|Watch this Black Racer get off the wall while a Swallowtail|
flutters by. (Click here for YouTube video.)
|I found two sets of congregating snakes like this and three solitary ones. (Watch them of YouTube as well as a passing train of the Reading and Northern's Lehigh Gorge Scenic Railway.)|
But it was a big day for the Eastern Swallowtail too. Casually watching a butterfly, one would think the random flutters were at the mercy of the winds. The care-free looking wanderings are impressive. I found myself a comfortable rock and followed them along the canopy of the cottonwoods and black birches. Occasionally two would meet, I think both males, defending their territory, or they could have been breeding, which I learned they do about three times per season.
I’ve also experienced a behavior called ‘puddling’ where as many as 25-30 of them circled around a puddle of mud near Rockport. I’m told males search out sodium and other nutrients in liquids like urine, which very well could have been the case as the area is frequented by many bikers and rafters.

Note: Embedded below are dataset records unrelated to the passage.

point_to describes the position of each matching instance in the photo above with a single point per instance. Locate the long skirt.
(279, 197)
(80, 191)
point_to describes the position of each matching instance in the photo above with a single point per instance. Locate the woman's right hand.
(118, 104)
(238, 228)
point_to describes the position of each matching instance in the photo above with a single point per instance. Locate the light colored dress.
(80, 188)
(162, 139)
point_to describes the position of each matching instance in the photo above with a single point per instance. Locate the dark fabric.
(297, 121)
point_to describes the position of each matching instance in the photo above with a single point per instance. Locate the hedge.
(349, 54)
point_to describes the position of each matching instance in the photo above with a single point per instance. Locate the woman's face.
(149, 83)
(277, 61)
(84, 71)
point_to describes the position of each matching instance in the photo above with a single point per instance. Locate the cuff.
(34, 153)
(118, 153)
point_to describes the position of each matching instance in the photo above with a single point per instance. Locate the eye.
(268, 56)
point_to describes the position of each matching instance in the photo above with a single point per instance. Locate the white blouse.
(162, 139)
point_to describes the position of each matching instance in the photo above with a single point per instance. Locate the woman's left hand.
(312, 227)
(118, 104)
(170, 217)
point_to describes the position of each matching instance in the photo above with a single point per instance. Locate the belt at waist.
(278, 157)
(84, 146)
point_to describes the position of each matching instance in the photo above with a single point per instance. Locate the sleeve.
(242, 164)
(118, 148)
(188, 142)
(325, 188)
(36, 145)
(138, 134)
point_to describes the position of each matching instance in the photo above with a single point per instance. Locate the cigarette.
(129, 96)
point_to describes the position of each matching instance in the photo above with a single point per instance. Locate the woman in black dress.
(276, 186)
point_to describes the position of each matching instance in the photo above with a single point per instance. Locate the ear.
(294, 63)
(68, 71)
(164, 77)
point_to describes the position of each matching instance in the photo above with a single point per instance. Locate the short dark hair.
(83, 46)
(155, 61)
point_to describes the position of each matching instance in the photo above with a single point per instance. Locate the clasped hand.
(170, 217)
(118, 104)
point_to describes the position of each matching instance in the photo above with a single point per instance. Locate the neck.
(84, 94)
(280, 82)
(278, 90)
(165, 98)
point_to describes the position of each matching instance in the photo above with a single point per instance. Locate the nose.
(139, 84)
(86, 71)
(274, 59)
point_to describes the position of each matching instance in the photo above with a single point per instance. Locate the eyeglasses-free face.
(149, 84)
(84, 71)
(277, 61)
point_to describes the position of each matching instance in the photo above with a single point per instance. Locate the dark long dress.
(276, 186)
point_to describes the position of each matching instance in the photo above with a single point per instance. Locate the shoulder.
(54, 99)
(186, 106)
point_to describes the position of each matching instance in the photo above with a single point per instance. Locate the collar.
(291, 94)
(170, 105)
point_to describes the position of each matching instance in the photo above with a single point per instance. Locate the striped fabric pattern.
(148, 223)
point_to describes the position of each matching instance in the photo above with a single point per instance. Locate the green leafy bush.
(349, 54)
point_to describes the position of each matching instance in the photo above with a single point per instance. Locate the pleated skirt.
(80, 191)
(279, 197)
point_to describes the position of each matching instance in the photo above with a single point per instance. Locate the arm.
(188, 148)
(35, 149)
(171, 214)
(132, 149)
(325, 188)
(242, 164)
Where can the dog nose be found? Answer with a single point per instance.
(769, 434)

I like to take a 3-4 hour trek once per weekend. My wife asks me if I’m bored peddling that long. It is this tedium that helps me unwind and clear my mind for the coming week, simply spinning. It's what I like to do on my constitutional day of rest.
What I enjoy best on these days is to give myself the permission to lose my sense of time. Today, along the Black Creek, sitting among the bare rocks, imagining the high water of spring, evidenced by high debris caught in branches five feet above the bed, I let go. It was a moment I felt as free as the frolicking swallowtails about my head. And then, time just stopped.
The Black (or AKA Hazle Creek) has water that mesmerizes me. It is as crystal clear as any water you’ll ever see. It has been denuded of most aquatic life from the acidic discharges from the Quakake and Stockton Tunnels found upstream, not to mention the former beryllium plant that once polluted these waters that a $17 million cleanup in the 1990s supposedly took care of. But part of me can see the beauty in the aquamarine clear color, splashing white on clean rock.
|Professor Clark's Dad and Uncles. Uncle Mike on right.|
I snap out of my free moment of nothingness, my thoughts returning to the stories I’m working on, the bills that need my attention (my son's $50,000 a year tuition) and the supper time that is beginning to call from my stomach. I tell myself, as my school term winds down, "I will take those days and fill them with moments like these." Those are the easy days. Easy to say, hard to do.